Species of flowering plant

Persoonia confertiflora, commonly known as cluster-flower geebung, is a species of flowering plant in the family Proteaceae and is endemic to south-eastern Australia. It is an erect to low-lying shrub with hairy young branches, egg-shaped to narrow elliptic leaves, and hairy yellow flowers borne on leaf axils or on the ends of short branches.

==Description==
Persoonia confertiflora is an erect to low-lying shrub that typically grows to a height of 0.5–2 m with branches and leaves that are covered with light brown to rust-coloured hairs when young.
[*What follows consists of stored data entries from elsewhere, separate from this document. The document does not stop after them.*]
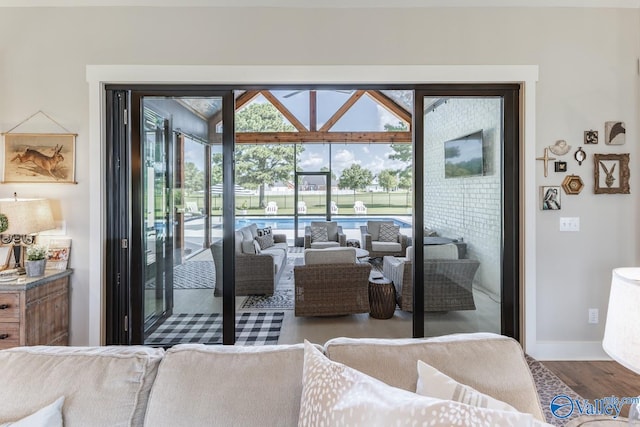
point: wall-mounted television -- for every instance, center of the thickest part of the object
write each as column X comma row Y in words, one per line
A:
column 464, row 156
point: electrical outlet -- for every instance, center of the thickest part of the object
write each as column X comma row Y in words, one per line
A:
column 569, row 224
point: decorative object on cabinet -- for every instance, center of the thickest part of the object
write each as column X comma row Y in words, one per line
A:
column 560, row 166
column 39, row 157
column 26, row 217
column 560, row 148
column 35, row 311
column 572, row 184
column 590, row 136
column 550, row 195
column 580, row 156
column 614, row 133
column 611, row 173
column 546, row 160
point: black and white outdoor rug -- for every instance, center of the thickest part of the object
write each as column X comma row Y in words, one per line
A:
column 256, row 328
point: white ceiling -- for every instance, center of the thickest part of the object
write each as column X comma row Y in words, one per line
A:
column 325, row 3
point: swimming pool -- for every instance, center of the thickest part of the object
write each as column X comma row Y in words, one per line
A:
column 286, row 223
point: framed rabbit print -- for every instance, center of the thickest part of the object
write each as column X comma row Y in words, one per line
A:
column 35, row 157
column 611, row 173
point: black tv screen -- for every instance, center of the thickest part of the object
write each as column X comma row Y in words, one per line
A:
column 464, row 156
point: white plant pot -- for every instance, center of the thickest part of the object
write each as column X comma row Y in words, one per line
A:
column 35, row 268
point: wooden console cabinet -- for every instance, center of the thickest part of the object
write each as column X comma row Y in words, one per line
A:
column 36, row 311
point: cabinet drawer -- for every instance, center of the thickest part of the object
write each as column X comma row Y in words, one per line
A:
column 9, row 335
column 9, row 307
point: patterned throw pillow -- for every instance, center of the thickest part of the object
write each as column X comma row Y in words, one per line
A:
column 265, row 241
column 335, row 394
column 265, row 231
column 389, row 233
column 319, row 234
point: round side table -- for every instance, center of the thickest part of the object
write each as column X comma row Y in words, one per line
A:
column 382, row 298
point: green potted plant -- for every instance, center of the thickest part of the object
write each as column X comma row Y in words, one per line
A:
column 36, row 260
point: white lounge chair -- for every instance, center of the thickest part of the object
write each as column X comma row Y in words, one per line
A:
column 271, row 209
column 360, row 208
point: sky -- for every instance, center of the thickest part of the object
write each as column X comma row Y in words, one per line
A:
column 365, row 115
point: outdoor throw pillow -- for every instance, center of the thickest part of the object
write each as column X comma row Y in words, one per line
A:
column 319, row 234
column 265, row 241
column 265, row 231
column 335, row 394
column 389, row 233
column 49, row 416
column 433, row 383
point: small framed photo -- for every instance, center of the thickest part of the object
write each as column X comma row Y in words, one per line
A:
column 34, row 157
column 611, row 173
column 560, row 166
column 614, row 133
column 550, row 198
column 590, row 136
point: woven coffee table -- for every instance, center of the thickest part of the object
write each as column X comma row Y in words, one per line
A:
column 382, row 298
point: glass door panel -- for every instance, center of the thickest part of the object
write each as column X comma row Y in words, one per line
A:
column 463, row 205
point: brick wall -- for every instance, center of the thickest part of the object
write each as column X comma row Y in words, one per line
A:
column 467, row 207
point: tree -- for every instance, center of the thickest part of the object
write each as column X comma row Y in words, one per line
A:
column 355, row 177
column 388, row 179
column 262, row 164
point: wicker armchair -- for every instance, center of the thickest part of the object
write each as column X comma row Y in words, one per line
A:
column 370, row 235
column 332, row 289
column 447, row 283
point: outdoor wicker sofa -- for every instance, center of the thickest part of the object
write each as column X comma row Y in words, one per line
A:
column 447, row 282
column 330, row 283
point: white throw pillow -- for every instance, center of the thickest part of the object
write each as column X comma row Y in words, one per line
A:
column 335, row 394
column 433, row 383
column 49, row 416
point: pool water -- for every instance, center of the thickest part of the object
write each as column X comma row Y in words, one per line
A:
column 287, row 223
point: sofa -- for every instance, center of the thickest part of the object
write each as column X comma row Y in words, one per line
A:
column 331, row 282
column 448, row 279
column 197, row 385
column 258, row 266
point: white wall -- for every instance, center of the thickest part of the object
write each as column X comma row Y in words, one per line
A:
column 587, row 62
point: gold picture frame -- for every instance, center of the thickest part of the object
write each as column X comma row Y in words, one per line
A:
column 39, row 157
column 611, row 173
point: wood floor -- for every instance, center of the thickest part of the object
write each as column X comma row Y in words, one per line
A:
column 598, row 379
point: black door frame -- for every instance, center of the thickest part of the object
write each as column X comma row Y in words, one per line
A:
column 121, row 292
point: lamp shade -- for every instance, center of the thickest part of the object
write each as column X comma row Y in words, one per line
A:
column 27, row 216
column 622, row 330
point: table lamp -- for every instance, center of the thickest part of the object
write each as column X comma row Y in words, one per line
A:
column 26, row 217
column 622, row 330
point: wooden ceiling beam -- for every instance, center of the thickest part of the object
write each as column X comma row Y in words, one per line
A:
column 391, row 106
column 284, row 110
column 320, row 137
column 342, row 110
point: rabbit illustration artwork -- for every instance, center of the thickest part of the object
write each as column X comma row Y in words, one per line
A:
column 46, row 163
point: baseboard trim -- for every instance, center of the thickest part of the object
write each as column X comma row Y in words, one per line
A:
column 568, row 350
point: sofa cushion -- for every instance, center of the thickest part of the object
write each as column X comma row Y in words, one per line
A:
column 471, row 359
column 374, row 228
column 386, row 247
column 389, row 233
column 227, row 386
column 335, row 394
column 433, row 383
column 339, row 255
column 265, row 241
column 102, row 386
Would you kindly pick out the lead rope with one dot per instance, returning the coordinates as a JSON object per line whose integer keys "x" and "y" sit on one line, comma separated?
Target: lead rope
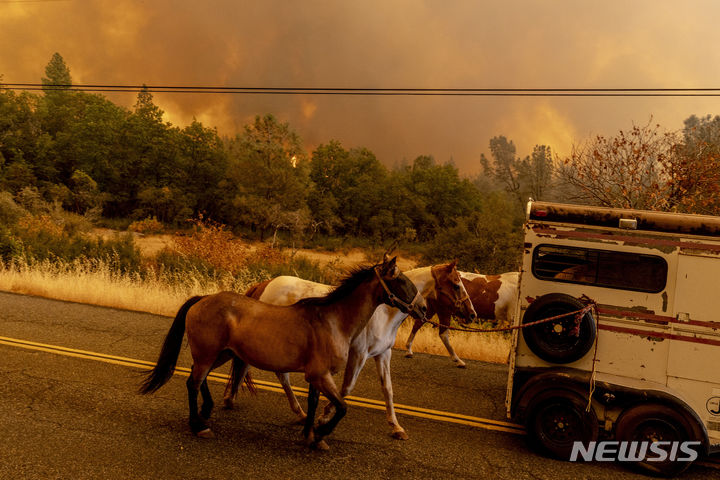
{"x": 593, "y": 371}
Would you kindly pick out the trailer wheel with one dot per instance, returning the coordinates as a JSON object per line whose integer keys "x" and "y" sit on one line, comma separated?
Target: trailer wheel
{"x": 554, "y": 341}
{"x": 657, "y": 423}
{"x": 556, "y": 419}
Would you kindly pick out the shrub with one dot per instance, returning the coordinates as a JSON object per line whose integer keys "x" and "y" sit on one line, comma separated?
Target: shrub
{"x": 148, "y": 225}
{"x": 10, "y": 212}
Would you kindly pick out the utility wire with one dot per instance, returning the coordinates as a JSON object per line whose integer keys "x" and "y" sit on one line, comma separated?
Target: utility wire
{"x": 495, "y": 92}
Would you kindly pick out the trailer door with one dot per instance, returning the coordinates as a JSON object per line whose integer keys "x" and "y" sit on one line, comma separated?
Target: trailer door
{"x": 695, "y": 338}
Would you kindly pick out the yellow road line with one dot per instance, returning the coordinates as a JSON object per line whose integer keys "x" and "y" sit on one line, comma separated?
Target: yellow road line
{"x": 438, "y": 415}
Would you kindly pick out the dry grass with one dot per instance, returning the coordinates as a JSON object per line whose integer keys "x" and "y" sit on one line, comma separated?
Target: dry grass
{"x": 93, "y": 282}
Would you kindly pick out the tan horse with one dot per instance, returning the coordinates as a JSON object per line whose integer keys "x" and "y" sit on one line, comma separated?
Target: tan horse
{"x": 440, "y": 285}
{"x": 311, "y": 336}
{"x": 494, "y": 298}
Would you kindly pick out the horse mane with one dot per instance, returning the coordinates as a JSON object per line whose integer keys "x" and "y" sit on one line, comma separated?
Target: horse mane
{"x": 347, "y": 285}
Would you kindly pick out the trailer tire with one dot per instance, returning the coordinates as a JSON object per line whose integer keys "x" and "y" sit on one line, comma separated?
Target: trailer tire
{"x": 656, "y": 422}
{"x": 553, "y": 341}
{"x": 556, "y": 419}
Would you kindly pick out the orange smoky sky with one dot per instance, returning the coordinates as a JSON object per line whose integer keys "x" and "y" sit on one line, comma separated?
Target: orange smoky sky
{"x": 385, "y": 44}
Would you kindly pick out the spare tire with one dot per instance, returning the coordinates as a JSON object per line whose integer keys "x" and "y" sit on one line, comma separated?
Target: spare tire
{"x": 555, "y": 341}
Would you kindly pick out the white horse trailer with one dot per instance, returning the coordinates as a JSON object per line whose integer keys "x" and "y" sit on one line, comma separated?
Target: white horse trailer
{"x": 643, "y": 366}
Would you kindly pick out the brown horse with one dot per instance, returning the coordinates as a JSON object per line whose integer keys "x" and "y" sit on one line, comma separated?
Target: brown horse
{"x": 493, "y": 297}
{"x": 311, "y": 336}
{"x": 443, "y": 291}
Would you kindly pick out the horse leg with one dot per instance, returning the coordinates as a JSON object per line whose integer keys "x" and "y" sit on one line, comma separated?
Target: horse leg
{"x": 353, "y": 368}
{"x": 238, "y": 370}
{"x": 382, "y": 362}
{"x": 292, "y": 399}
{"x": 411, "y": 338}
{"x": 327, "y": 386}
{"x": 197, "y": 377}
{"x": 208, "y": 404}
{"x": 445, "y": 337}
{"x": 313, "y": 398}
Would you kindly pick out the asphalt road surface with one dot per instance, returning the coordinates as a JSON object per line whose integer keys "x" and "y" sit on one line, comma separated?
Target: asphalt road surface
{"x": 75, "y": 415}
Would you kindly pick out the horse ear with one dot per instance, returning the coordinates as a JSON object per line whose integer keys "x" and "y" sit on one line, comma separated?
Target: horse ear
{"x": 389, "y": 266}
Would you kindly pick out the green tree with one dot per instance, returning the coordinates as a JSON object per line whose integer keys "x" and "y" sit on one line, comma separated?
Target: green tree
{"x": 58, "y": 74}
{"x": 269, "y": 172}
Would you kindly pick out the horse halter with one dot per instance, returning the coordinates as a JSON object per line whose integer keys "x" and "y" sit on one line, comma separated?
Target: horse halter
{"x": 456, "y": 303}
{"x": 396, "y": 301}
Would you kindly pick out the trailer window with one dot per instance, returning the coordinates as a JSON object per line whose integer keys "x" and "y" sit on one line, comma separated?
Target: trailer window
{"x": 602, "y": 268}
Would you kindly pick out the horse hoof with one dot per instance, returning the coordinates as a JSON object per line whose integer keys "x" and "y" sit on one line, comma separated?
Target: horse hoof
{"x": 321, "y": 446}
{"x": 207, "y": 433}
{"x": 399, "y": 435}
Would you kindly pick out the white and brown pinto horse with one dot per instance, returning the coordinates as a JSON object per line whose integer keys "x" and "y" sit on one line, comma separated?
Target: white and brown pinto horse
{"x": 443, "y": 291}
{"x": 312, "y": 336}
{"x": 492, "y": 296}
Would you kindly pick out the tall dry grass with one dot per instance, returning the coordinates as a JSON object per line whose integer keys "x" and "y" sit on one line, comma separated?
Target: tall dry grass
{"x": 208, "y": 260}
{"x": 94, "y": 282}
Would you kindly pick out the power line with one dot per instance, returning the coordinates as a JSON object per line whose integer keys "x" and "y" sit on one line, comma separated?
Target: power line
{"x": 493, "y": 92}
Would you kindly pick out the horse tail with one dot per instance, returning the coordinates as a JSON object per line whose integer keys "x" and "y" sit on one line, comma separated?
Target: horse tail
{"x": 232, "y": 386}
{"x": 165, "y": 366}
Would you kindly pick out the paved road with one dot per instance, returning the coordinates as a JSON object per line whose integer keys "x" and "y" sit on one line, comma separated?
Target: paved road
{"x": 68, "y": 417}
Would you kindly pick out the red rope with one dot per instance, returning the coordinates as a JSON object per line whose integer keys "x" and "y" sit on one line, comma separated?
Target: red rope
{"x": 579, "y": 314}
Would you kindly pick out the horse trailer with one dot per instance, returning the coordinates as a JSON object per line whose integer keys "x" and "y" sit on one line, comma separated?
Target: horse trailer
{"x": 637, "y": 365}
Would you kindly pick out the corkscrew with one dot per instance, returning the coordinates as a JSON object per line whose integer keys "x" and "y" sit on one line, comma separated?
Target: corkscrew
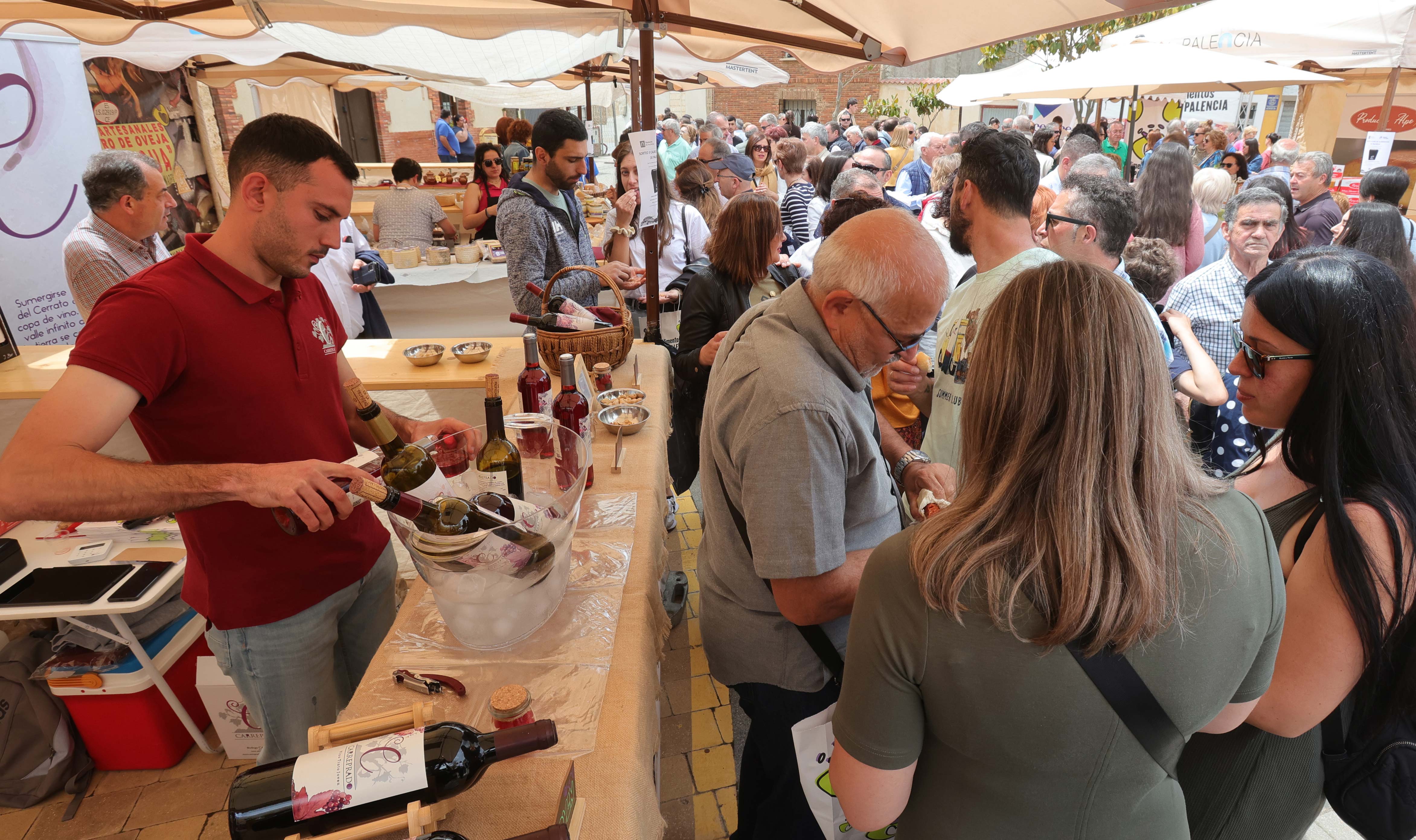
{"x": 428, "y": 683}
The leaves are usually arranged in opposite pairs, egg-shaped to narrow elliptic or lance-shaped, 3–90 mm long and 13–30 mm wide. The flowers are arranged in clusters in leaf axils or on the ends of branchlets that do not continue growth after flowering. Each flower is on an erect, hairy pedicel 1–2 mm long, the tepals 12–14 mm long and hairy on the outside with a short spine on the tip, the anthers white. Flowering occurs from November to February and the fruit is an oval drupe about 18 mm long and 14 mm wide, that is green at first, later purplish.

==Taxonomy==
Persoonia confertiflora was first formally described in 1870 by George Bentham in the fifth volume of Flora Australiensis.

==Distribution and habitat==
Cluster-flower geebung grows in woodland and forest south from near Mount Kosciuszko in New South Wales to eastern Victoria.